Ellie openedher eyes at the discordant beep, blinking slowly as she tried to work out where she was. The lights were bright, almost glaring, contrasting with the darkness at the windows, and other than the sporadic beeping, her office was silent. A cup of cold coffee sat half drunk beside a stack of papers that she still hadn’t read. She had fallen asleep with her head on her desk.
She pushed herself up, wiping the grit from her eyes. A quick glance at her laptop clock showed it was almost 2:00 a.m.
After Victoria left, she’d taken a minute to get herself together, and then gone to do the worst job of her entire career: speak to HR about how to handle Vic’s breach of confidence and start an investigation. When she got back to her office, she’d planned to spend some time working out what to do about the trouble her friend was in… and how far she should go when Vic had been clear she didn’t want help. But it had only been a minute before the first of her staff arrived and the floodgates opened.
Everyone needed her. Her accountant wanted her to go through month-end spreadsheets, the designers had reams of concept art, the story team wanted to share the improvements they’d made, marketing had ideas for a teaser campaign…. On and on and on until she was spinning.
It was after eight by the time the last person had left her office. Ellie had ordered Chinese food and gone back to her desk, planning to catch up on some of her own work before heading over to a local hotel to get some sleep. But her exhaustion had caught up with her first.
Her mouth was dry, lips cracked, and her eyes still felt as if they were still half glued together. She took a sip of the ancient coffee and winced. It was bitter, and the milk had started to separate.

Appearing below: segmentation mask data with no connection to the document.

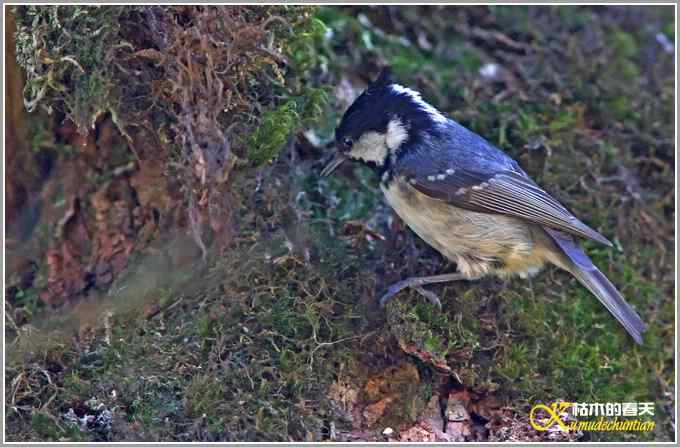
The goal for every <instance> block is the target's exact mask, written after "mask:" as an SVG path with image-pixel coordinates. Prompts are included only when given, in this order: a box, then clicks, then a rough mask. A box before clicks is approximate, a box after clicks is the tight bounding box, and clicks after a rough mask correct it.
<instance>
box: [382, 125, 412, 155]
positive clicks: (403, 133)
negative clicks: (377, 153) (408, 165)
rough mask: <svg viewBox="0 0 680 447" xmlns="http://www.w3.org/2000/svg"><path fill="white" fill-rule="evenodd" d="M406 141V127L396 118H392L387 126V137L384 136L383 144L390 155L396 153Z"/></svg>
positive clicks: (407, 134)
mask: <svg viewBox="0 0 680 447" xmlns="http://www.w3.org/2000/svg"><path fill="white" fill-rule="evenodd" d="M407 139H408V132H407V131H406V127H405V126H404V125H403V124H402V122H401V120H400V119H398V118H393V119H391V120H390V122H389V123H388V124H387V135H386V136H385V143H386V144H387V147H388V148H389V150H390V151H391V152H392V153H395V152H397V150H398V149H399V148H400V147H401V145H402V143H403V142H404V141H406V140H407Z"/></svg>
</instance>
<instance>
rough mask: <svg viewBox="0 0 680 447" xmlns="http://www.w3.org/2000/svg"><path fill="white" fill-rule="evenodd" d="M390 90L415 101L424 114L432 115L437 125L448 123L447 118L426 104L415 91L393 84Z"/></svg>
mask: <svg viewBox="0 0 680 447" xmlns="http://www.w3.org/2000/svg"><path fill="white" fill-rule="evenodd" d="M390 88H391V89H392V91H393V92H394V93H396V94H399V95H406V96H408V97H410V98H411V100H413V102H414V103H416V105H418V107H420V109H421V110H422V111H423V112H426V113H427V114H428V115H430V118H432V120H433V121H435V122H437V123H445V122H446V121H447V118H446V117H445V116H444V115H442V114H441V113H440V112H439V110H437V109H435V108H434V107H433V106H431V105H430V104H428V103H427V102H425V100H424V99H423V98H422V96H420V93H418V92H416V91H415V90H411V89H410V88H406V87H404V86H403V85H399V84H392V85H390Z"/></svg>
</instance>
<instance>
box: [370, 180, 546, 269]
mask: <svg viewBox="0 0 680 447" xmlns="http://www.w3.org/2000/svg"><path fill="white" fill-rule="evenodd" d="M381 189H382V191H383V193H384V194H385V197H386V199H387V202H388V203H389V204H390V206H392V208H394V210H395V211H396V212H397V214H398V215H399V217H401V218H402V219H403V220H404V222H406V224H407V225H408V226H409V227H410V228H411V229H412V230H413V231H414V232H415V233H416V234H417V235H418V236H420V237H421V238H422V239H423V240H425V241H426V242H427V243H428V244H430V245H431V246H432V247H434V248H435V249H437V250H438V251H439V252H440V253H442V254H443V255H444V256H446V257H447V258H449V259H450V260H452V261H454V262H455V263H456V264H457V265H458V270H459V271H461V272H462V273H463V274H465V275H467V276H469V277H471V278H472V277H479V276H483V275H486V274H488V273H496V274H503V275H507V274H519V275H520V276H528V275H532V274H534V273H536V272H538V271H539V270H540V268H541V267H542V266H543V264H544V263H545V261H546V260H547V258H546V256H545V252H546V250H544V249H543V248H544V247H543V244H544V243H545V242H546V237H545V232H544V231H543V230H542V229H541V228H540V227H538V226H535V225H532V224H529V223H526V222H524V221H521V220H519V219H517V218H514V217H510V216H503V215H499V214H487V213H479V212H474V211H468V210H464V209H461V208H458V207H455V206H452V205H449V204H447V203H445V202H443V201H440V200H436V199H432V198H430V197H428V196H426V195H424V194H422V193H420V192H419V191H417V190H416V189H415V188H413V187H412V186H411V185H409V184H408V183H406V182H404V181H403V180H401V179H395V180H393V181H391V182H390V183H389V184H388V186H385V185H384V184H382V185H381Z"/></svg>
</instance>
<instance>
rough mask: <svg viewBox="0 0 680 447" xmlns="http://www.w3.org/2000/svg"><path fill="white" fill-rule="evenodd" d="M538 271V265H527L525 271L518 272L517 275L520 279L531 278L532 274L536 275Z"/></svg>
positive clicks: (537, 272) (538, 267) (531, 276)
mask: <svg viewBox="0 0 680 447" xmlns="http://www.w3.org/2000/svg"><path fill="white" fill-rule="evenodd" d="M540 271H541V268H540V267H529V268H527V269H526V270H525V271H523V272H519V273H518V275H519V277H520V278H522V279H527V278H531V277H532V276H536V275H537V274H538V273H539V272H540Z"/></svg>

She pushed it away and dragged her hands through her hair, pulling it back into a ponytail out of her face. There was no point in sitting there for the rest of the night. She needed a shower and a bed.
A cold bed. A bed without Josh in it. She rubbed the ache in her temples and sighed. The desire to speak to him, to hear his voice, was visceral. But it wasn’t as if he had a phone. Or an e-mail address. Assuming he was even still… there.

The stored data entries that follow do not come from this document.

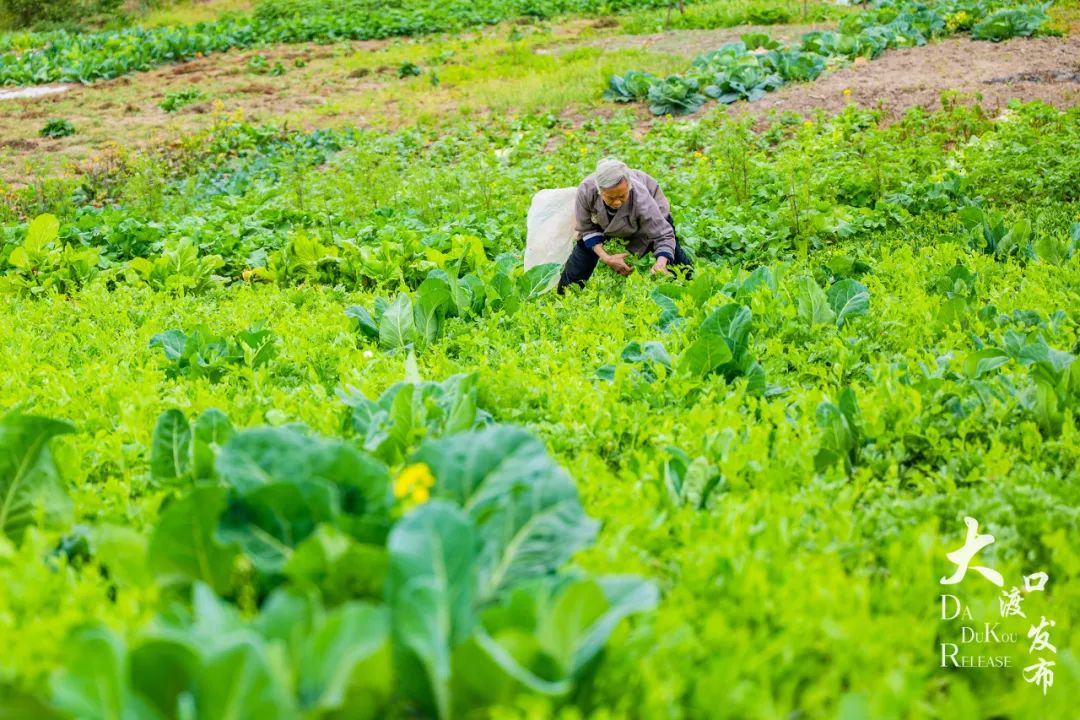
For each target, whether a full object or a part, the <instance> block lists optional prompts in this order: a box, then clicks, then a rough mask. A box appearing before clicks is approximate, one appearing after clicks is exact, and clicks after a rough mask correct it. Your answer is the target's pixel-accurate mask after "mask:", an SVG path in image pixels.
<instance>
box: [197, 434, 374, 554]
mask: <svg viewBox="0 0 1080 720" xmlns="http://www.w3.org/2000/svg"><path fill="white" fill-rule="evenodd" d="M217 473H218V475H219V476H220V477H221V479H222V480H224V481H225V483H226V484H227V485H229V486H230V487H232V488H234V489H235V491H237V492H238V493H239V494H240V495H248V494H251V493H252V492H255V491H256V490H257V489H258V488H260V487H266V486H270V485H278V484H282V483H284V484H292V485H297V486H302V488H301V490H302V491H301V492H300V495H299V498H300V499H299V500H298V502H301V505H302V506H303V507H307V508H308V511H311V512H314V515H313V517H322V516H323V515H324V513H326V512H329V510H328V508H326V507H325V506H324V505H323V502H324V501H329V498H330V494H328V493H330V491H329V490H328V489H326V488H332V487H333V488H336V492H334V493H333V494H335V495H336V498H337V500H336V502H335V505H337V504H339V505H340V511H341V512H342V513H345V514H346V517H345V518H342V521H343V524H345V526H346V527H348V529H349V532H350V533H351V534H353V535H354V536H355V538H357V539H360V540H381V539H382V538H384V536H386V532H387V529H388V526H389V516H388V512H389V506H390V477H389V474H388V472H387V468H386V466H384V465H382V463H380V462H378V461H377V460H375V459H374V458H372V457H369V456H367V454H365V453H363V452H361V451H360V450H357V449H356V448H354V447H352V446H351V445H350V444H348V443H346V441H343V440H339V439H335V438H324V437H311V436H308V435H307V434H305V433H303V432H301V431H300V430H299V429H297V427H291V426H285V427H255V429H252V430H246V431H243V432H241V433H238V434H237V435H233V436H232V437H231V438H230V439H229V441H228V443H226V445H225V447H224V448H222V449H221V452H220V454H219V456H218V459H217ZM319 486H323V489H320V488H319ZM278 492H280V491H278ZM265 500H268V501H270V500H272V501H273V502H272V504H273V505H274V506H276V505H278V503H279V502H284V499H283V498H282V497H281V495H280V494H278V493H276V492H275V493H273V494H272V495H271V497H267V498H265ZM312 502H314V503H315V505H311V504H310V503H312ZM332 502H333V501H332ZM316 506H319V507H322V510H320V511H319V512H315V507H316ZM247 511H252V512H255V511H254V508H251V507H249V508H247ZM247 511H245V512H247ZM282 512H286V511H285V510H284V508H282ZM332 514H336V511H334V512H332ZM312 529H313V528H312ZM300 540H302V538H293V539H292V542H291V543H288V544H289V546H292V545H293V544H295V543H296V542H299V541H300Z"/></svg>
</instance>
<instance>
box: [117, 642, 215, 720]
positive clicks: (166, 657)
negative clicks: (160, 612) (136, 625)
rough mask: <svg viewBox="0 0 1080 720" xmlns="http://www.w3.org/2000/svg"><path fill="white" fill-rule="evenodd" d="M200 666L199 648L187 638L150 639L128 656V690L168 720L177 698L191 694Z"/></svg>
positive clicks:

Ellie stood slowly, easing the kinks out of her back and shoulder, and began packing her things away. But then her laptop chimed again.
She glanced at the screen, and then looked again, properly. There was a string of security warnings.
She sank back into her seat, pulled her keyboard and mouse closer, and scrolled down. There were multiple alerts over the last twenty minutes. All coming from her firewall. Someone was making repeated attempts to get into her private system.
She was used to seeing hacking attempts on her IP address. That was just standard. But this was different. This was a relentless, coordinated attack.
Her fingers flew over the keyboard as she followed the digital signature of whoever was trying to get onto her system. It was weirdly easy. Too easy. They were making no attempt to hide themselves at all. They were…
Her body filled with ice. They were her.
Someone was trying to hack her system using her login. And if they got past her firewall, they would have everything they needed to steal the game design document for the new game—concept, characters, gameplay, easter eggs, even her own personal notes—everything.
All new staff signed an NDA when they joined, and it was to protect the GDD. If a thief got hold of it, they could sell it to anyone. Everyone. Her launch would be over. Hell. Her business might be over.
She’d invested too much already. She’d invested too much before Vic had sunk tens of thousands of pounds into a server room they didn’t need.
But where…? Her fingers flew over the keyboard. Searching. Tracing the person pretending to be her.
And… crap.
They were using her login from her own IP address. From her personal computer. She recoiled, heart thundering. They were inside her house.
And this was no ordinary robbery. This was someone who knew her name. Who knew her login. They were struggling to crack her twenty-character password—thank God for her insane levels of security—but they had everything else.
Where was Josh? Was he still in the house? Was he okay? God. What about Nissy?
She sucked in a ragged breath and pressed her fingers into her cheeks, forcing herself to think. If only she had bought those security cameras when she first thought of them….
She dropped her hands, eyes flying back to her laptop. There was a camera.
She hunched over the keyboard, typing as fast as she could, taking control of her computer remotely. And then she turned on the webcams and told them to record.
A man was sitting in her office. At her desk! He wore a black ski mask completely covering his head and mouth; only his eyes were vaguely visible in the dim room.
He flinched and then tilted his head, facing directly toward the camera. Dammit. The light must have come on and alerted him. He looked at her for a tense moment, clearly aware of her. His eyes were wide, pupils dilated in the dim light.
Then he jerked to his feet and hurriedly sprayed all the surfaces from a bottle spray he’d brought with him. Alcohol or vinegar maybe. He was clearly rushing, but still meticulous.
She reached for her phone to call 999 at the same moment that he scanned the room, perhaps checking that he hadn’t left anything, and then jogged away. But he didn’t run. He never panicked.
Almost as if he knew he still had time. As if he knew she was too far away to stop him.